New Hampshire state representative Tommy Hoyt lashed out at a concerned parent via email earlier this week, responding to the parent’s request for Hoyt to support a parental bill of rights by telling the parent to “shut up.”
“I am a parent of four children in Hopkinton, New Hampshire. I am asking that you pass SB272 without any amendments,” the parent’s email began.
“Aren’t most teachers and school staff also parents? Do you believe that teachers and school staff make better parents than everyone else? Do you believe that most parents are abusive? Have the people who want you to vote against parental rights provided much more than fear to support their position? Statistical data demonstrating a large percentage of kids are abused? Or that non-abusive parents become abusive because they learn their child is trans, etc?” the email continues.
“The purpose of school is to teach reading, writing, math, real science, sports, etc. It IS the job of parents to protect their children. No one on the planet will care more about my children than I do! In addition, the teachers and school staff are not the ones who have to deal with the aftermath of their fostering of secretive activities with students. The frequent arrest records of teachers and school personnel in NH would suggest that they are no better parents than anyone else. Please stand up for families and pass SB272 without floor amendments!” the email concludes with added screenshots of news stories about New Hampshire teachers accused of sexual assault.
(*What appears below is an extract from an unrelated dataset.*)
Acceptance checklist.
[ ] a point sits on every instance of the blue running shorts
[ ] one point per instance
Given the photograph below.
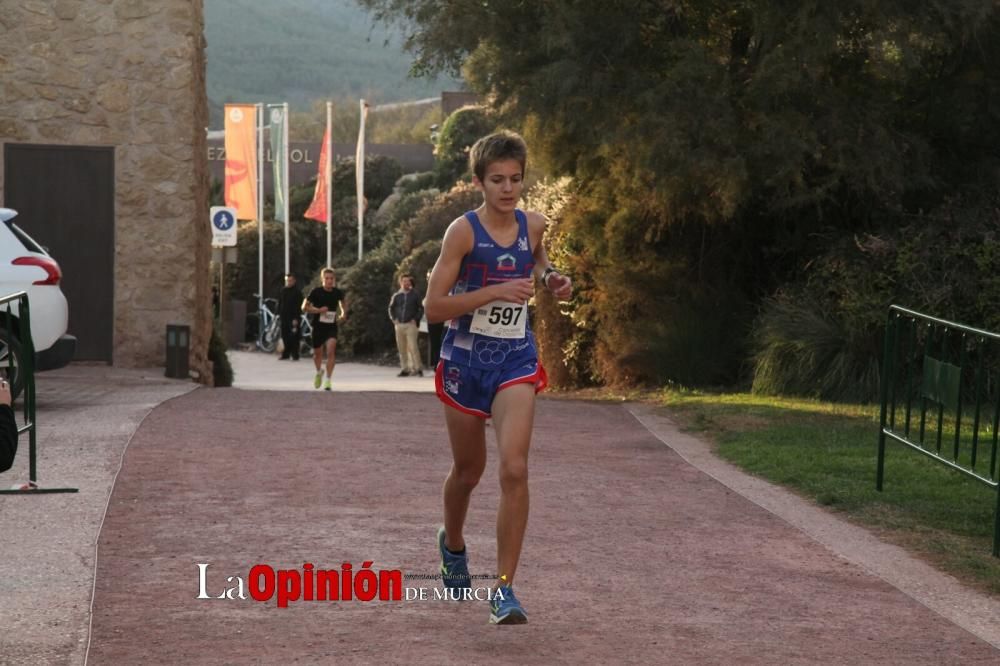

However, Hoyt was not happy to oblige the parent’s earnest request, the author of which was belittled by Hoyt’s blunt response.
“Do you know why children’s results tanked during covid. Their parents were incompetent teachers. Do your children a favor, let the teachers teach, and shut up. You’re clearly no professional,” Hoyt’s email tersely stated.
Responding to an inquiry by the NH Journal, Hoyt confirmed that the exchange was authentic, admitting that his response lacked tact.
“The way I feel is that children’s test scores in school performance dropped off drastically was because they didn’t have teachers. And the parents that thought, ‘We can replace them and can tell them what to do,’ was not effective. I probably could have used better words,” Hoyt told the press.
The subject of the exchange, New Hampshire SB272 or the “Parents’ Bill of Rights in Education,” an exhaustive list of parents’ rights to be informed on the activities and behavior of their little ones at school. Even though New Hampshire’s legislature is Republican-dominated, the bill was indefinitely postponed by a vote of 195-190, which killed the legislation for 2023 and will prevent it from returning in 2024.